Jelpke, soru önergesinde gecen hafta savcılar Zekeriya Öz ve Celal Kara"nin Almanya"ya iltica edip etmediği ve Türkiye"deki resmi dairelerden savcıların iade talebinin olup olmadığını sordu. Jelpke"nin sorularını Federal hükümet adına Federal İçişleri Bakanlığı’ndan Dr. Günter Krings yanıtladı. Verilen soru önergesi "Alman hükümeti iltica eden ya da etmek isteyen mültecilerin kişisel haklarını korumak gerekçesiyle görüş açıklamıyor" seklinde cevaplandırıldı.
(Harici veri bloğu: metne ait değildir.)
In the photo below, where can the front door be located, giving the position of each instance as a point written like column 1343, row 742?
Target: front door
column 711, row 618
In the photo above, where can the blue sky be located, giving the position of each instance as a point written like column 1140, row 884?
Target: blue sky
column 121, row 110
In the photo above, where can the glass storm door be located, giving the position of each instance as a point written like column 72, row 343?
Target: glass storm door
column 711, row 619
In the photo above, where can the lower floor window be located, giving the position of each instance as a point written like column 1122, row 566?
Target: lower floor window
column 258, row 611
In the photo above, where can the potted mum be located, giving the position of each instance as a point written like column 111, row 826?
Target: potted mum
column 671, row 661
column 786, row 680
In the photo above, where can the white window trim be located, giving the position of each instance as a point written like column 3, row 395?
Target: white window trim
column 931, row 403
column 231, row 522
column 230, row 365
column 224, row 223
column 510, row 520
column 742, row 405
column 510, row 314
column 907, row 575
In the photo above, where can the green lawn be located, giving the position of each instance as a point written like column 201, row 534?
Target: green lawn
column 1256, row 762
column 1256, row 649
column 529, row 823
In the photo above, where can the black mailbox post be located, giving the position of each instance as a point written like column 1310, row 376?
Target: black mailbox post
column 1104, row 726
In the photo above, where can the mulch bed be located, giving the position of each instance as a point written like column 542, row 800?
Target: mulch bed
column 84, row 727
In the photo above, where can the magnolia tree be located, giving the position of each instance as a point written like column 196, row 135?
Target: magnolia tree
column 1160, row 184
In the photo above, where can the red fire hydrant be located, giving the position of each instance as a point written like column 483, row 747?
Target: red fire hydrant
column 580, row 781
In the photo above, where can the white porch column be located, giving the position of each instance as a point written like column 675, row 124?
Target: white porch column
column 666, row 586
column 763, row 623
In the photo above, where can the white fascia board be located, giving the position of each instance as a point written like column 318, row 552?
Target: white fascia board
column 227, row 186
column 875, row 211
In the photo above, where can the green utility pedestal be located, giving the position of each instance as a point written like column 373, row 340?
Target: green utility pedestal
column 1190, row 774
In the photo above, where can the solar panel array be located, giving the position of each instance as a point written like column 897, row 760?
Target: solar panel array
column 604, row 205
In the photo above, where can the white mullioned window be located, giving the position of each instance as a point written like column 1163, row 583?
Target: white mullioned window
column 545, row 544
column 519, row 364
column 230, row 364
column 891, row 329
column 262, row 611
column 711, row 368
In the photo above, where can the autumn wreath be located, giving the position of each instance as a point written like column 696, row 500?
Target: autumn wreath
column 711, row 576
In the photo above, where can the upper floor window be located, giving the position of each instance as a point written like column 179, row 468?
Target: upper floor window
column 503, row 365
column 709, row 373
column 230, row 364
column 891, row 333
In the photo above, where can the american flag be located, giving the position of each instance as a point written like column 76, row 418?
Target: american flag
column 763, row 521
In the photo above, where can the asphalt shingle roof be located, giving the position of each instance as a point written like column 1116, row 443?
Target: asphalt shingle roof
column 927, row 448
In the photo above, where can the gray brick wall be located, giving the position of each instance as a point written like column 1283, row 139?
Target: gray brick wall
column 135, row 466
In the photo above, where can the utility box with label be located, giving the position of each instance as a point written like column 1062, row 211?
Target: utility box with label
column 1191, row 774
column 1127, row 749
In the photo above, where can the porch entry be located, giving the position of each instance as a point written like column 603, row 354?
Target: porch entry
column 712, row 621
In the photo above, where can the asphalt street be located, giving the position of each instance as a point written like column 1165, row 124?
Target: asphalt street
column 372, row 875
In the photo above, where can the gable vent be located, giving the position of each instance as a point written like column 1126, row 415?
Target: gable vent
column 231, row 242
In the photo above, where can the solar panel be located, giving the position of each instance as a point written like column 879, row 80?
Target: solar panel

Almanya’nın tanınmış hukukçularından avukat Mahmut Erdem federal hükümetin cevabini şöyle değerlendirdi:

"Alman Federal hükümeti adına Federal İçişleri Bakanlığı’ndan bir açıklama geldiğine göre söz konusu savcıların Almanya"ya iltica talebinde buldukları açık ortada. Mültecilerle ilgili bu konulara zaten Federal İçişleri Bakanlığı yapar. Alman hükümeti hukuksal olarak iltica işlemleri yapan hiçbir mülteci hakkında kişisel hakların korunması ilkesinden yola çıkarak açıklama yapmaz. Hukuksal olarak Zekeriya Öz ve Celal Kara Alman hukuku çerçevesince koruma altındadır. Aslında Alman hükümeti bu yanıtıyla burada hukukun üstünlüğü ilkesinin işlendiğini Türkiye"ye göstermiş oldu. Federal hükümet tarafsız kaldığını göstermek istiyor" dedi.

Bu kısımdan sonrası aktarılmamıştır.